El Jardín Canario y la caldera de Bandama
Si tienes un coche de alquiler, sal de la ciudad diez minutos hacia el interior. El Jardín Botánico Viera y Clavijo (conocido como el Jardín Canario) es el más grande de España. Es un oasis vertical donde los dragos y los cactus gigantes te harán sentir en un episodio de Jurassic Park.
Y si quieres algo más salvaje, sube al Pico de Bandama. Podrás asomarte a una caldera volcánica de 200 metros de profundidad. Las vistas del noreste de la isla y de los viñedos que crecen en la ceniza volcánica (el picón) son espectaculares.
La cultura del vino en Gran Canaria está en pleno auge. Los vinos de la D.O. Gran Canaria tienen ese toque mineral del volcán que los hace únicos. Pregunta por un vino de uva Listán Negro o Malvasía Volcánica; nos darás las gracias luego.
¿Cómo moverse y dónde comer?
Moverse por Las Palmas es facilísimo gracias a las «guaguas» (autobuses). Las amarillas son las urbanas y funcionan de maravilla. Olvida el coche en el centro porque aparcar es una pesadilla de nivel experto.

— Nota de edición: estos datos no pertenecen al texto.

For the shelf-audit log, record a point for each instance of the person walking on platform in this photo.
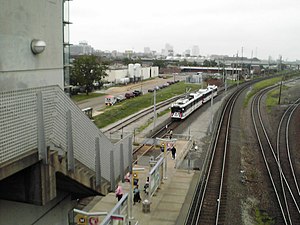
(119, 192)
(171, 134)
(146, 186)
(173, 150)
(136, 195)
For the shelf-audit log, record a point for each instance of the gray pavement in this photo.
(170, 203)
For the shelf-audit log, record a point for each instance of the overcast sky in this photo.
(262, 27)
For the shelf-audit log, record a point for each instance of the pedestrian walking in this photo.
(127, 177)
(146, 186)
(173, 150)
(171, 134)
(119, 192)
(136, 195)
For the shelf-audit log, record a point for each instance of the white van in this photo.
(110, 100)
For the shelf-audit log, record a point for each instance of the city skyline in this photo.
(261, 29)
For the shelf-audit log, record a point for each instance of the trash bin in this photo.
(146, 206)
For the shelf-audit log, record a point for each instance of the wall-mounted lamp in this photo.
(37, 46)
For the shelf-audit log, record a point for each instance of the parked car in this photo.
(129, 95)
(110, 100)
(137, 93)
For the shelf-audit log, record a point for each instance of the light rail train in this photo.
(183, 107)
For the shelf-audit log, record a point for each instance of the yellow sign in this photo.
(82, 220)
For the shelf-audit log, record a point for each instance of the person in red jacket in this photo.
(119, 192)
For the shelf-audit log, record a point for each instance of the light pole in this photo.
(154, 108)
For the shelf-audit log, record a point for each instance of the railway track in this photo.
(209, 203)
(278, 163)
(127, 121)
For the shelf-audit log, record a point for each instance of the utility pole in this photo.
(251, 65)
(154, 108)
(242, 61)
(236, 66)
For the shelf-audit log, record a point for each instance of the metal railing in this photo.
(37, 118)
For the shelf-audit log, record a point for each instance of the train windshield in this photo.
(176, 109)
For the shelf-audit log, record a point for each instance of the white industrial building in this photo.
(134, 73)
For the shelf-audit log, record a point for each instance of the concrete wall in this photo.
(21, 23)
(54, 213)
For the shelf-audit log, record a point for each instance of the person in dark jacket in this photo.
(173, 150)
(136, 195)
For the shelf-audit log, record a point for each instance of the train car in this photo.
(183, 107)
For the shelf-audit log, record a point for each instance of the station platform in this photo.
(169, 204)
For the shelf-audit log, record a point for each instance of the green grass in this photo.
(82, 97)
(131, 106)
(259, 86)
(262, 218)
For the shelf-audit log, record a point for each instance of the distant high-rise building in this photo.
(83, 48)
(168, 51)
(195, 50)
(187, 52)
(147, 50)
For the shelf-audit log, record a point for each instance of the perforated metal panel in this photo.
(18, 130)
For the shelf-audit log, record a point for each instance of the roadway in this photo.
(98, 103)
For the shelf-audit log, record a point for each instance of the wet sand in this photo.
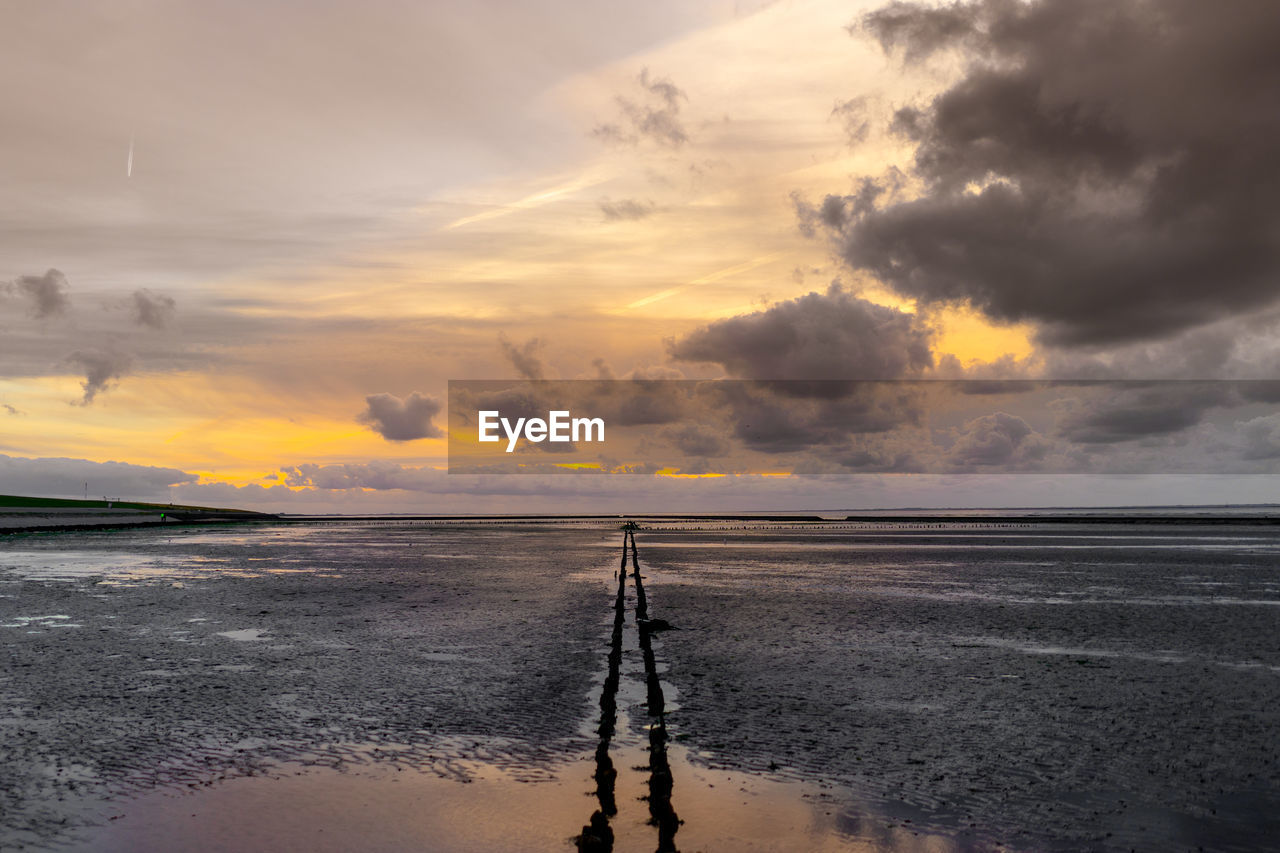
(439, 687)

Para cenar, apunta el Mercado del Puerto. Es una estructura de hierro de la escuela de Eiffel que por la noche se transforma en un templo del tapeo. Puedes comer desde sushi fresco hasta croquetas de jamón ibérico acompañadas de una cerveza Tropical bien fría.
La ciudad es segura, acogedora y, sobre todo, real. No es un parque temático para turistas. Es una capital viva que te atrapa por su sencillez y su calidad de vida. No nos extraña que tantos se queden a vivir.
¿Te vienes a comprobar si la panza de burro es tan mágica como dicen?